TEMPO.CO, Jakarta - Komisi Nasional Perempuan menyelenggarakan Kampanye 16 Hari Anti-Kekerasan terhadap Perempuan. Tahun ini, Komnas mengusung tema Gerak Bersama Sahkan Payung Hukum Penghapusan Kekerasan Seksual yang Berpihak pada Korban. Fokus utama dari kampanye tersebut untuk mendorong pengesahan Rancangan Undang-Undang Tindak Pidana Kekerasan Seksual (UU TPKS).

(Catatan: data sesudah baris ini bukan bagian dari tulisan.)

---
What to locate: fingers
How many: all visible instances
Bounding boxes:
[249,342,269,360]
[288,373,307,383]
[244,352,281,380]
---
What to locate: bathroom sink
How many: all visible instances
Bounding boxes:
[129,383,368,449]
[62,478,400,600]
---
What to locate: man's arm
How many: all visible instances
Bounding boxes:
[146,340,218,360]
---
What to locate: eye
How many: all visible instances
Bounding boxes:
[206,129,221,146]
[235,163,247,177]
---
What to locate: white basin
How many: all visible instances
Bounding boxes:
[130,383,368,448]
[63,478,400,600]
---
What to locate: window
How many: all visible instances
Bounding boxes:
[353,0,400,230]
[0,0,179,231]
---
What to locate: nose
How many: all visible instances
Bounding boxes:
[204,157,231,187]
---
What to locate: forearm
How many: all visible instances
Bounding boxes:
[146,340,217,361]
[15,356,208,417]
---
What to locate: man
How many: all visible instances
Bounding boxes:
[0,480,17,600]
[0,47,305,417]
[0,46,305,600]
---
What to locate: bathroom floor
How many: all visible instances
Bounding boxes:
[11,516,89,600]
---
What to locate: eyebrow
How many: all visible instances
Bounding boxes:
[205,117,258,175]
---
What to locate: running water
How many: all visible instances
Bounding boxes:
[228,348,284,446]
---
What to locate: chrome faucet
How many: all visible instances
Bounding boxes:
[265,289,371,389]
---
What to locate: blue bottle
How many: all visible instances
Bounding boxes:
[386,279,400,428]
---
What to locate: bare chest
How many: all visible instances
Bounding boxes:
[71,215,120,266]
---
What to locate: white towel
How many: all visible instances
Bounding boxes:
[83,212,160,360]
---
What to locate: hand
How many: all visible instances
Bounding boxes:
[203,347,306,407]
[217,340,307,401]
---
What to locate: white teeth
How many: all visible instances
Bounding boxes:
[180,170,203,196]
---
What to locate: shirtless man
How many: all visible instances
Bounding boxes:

“Dalam lima tahun terakhir terdapat 24.786 kasus kekerasan seksual. Ini pelaporan dari lembaga layanan, lembaga pemerintah, maupun pengaduan langsung ke Komnas Perempuan,” kata Satywanti Mashudi, komisioner Komnas Perempuan, dalam Konferensi Pers, Rabu, 24 November 2021
Satywanti mengatakan, 7.344 kasus dicatat sebagai perkara pemerkosaan. Namun, kurang dari 30 persen yang diproses hukum. Menurut dia, kecilnya penanganan hukum ini menunjukkan bahwa aspek substansi belum mengenai sejumlah tindak kekerasan seksual, tapi hanya mencakup pada definisi yang terbatas.
Selain itu, kata dia, saat ini para korban sedang diambang ketidakpastian. Padahal, di masa pandemi, pengaduan kasus kekerasan makin meningkat. Alhasil, ada yang tidak tertangani karena ketiadaan payung hukum yang komprehensif.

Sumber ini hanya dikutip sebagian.